The language of the agency’s March 24 appeal was notably practical. Rather than presenting the recommendations as a futuristic leap, WHO positioned them as tools that can help countries reach more people now. The emphasis was on acceleration, access and service delivery: getting diagnosis closer to patients, simplifying sample collection and using innovations that fit real health systems rather than idealized ones.

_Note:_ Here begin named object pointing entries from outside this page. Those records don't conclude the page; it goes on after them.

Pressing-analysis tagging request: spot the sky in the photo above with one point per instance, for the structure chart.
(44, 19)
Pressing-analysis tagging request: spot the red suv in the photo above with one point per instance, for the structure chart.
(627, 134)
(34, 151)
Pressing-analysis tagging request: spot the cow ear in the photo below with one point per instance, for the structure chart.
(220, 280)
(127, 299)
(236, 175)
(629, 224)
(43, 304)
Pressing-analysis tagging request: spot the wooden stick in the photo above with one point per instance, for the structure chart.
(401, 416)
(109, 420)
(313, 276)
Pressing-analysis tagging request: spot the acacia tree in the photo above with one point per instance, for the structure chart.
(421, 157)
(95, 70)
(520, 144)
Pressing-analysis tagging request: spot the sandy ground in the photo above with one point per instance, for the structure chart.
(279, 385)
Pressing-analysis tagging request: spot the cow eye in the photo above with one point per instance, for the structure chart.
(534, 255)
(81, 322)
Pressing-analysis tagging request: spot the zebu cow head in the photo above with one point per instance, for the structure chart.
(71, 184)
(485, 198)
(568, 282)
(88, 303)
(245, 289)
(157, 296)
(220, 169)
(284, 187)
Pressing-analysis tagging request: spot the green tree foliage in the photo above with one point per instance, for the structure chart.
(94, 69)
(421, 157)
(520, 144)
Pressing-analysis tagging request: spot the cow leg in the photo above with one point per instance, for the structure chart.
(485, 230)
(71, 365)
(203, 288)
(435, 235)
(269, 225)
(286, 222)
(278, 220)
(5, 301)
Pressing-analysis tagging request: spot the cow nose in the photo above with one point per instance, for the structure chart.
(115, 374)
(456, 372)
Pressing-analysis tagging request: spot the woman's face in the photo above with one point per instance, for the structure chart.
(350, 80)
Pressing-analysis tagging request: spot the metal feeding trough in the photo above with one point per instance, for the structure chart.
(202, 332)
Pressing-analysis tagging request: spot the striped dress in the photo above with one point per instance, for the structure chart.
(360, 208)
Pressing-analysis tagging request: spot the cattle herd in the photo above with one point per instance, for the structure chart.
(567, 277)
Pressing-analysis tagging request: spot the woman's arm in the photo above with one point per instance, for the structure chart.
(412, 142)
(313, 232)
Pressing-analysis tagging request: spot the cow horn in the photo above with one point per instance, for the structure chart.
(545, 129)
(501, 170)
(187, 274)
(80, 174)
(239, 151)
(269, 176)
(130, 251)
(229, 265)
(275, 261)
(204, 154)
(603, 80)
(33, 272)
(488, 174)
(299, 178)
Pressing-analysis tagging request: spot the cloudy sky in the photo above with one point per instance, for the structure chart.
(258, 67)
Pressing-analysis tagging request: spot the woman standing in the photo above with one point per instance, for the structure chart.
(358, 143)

That may be why the announcement matters beyond specialist circles. In global health, the most important breakthroughs are not always brand-new medicines or headline-grabbing scientific discoveries. Sometimes they are improvements in the way existing care is delivered — faster, closer, more simply and to more people. In tuberculosis, where late diagnosis remains one of the central obstacles to control, such changes can alter the course of both individual illness and community transmission.
WHO’s message on World TB Day was ultimately a reminder that ending TB is not only about having treatment. It is about finding people in time.
If near point-of-care testing, tongue-swab sampling and more efficient testing strategies can help countries do that at scale, they may become one of the most consequential shifts in TB care in years. For a disease that still kills more than a million people annually, the ability to diagnose earlier is not a marginal improvement. It is a central test of whether global promises to end tuberculosis can be turned into reality.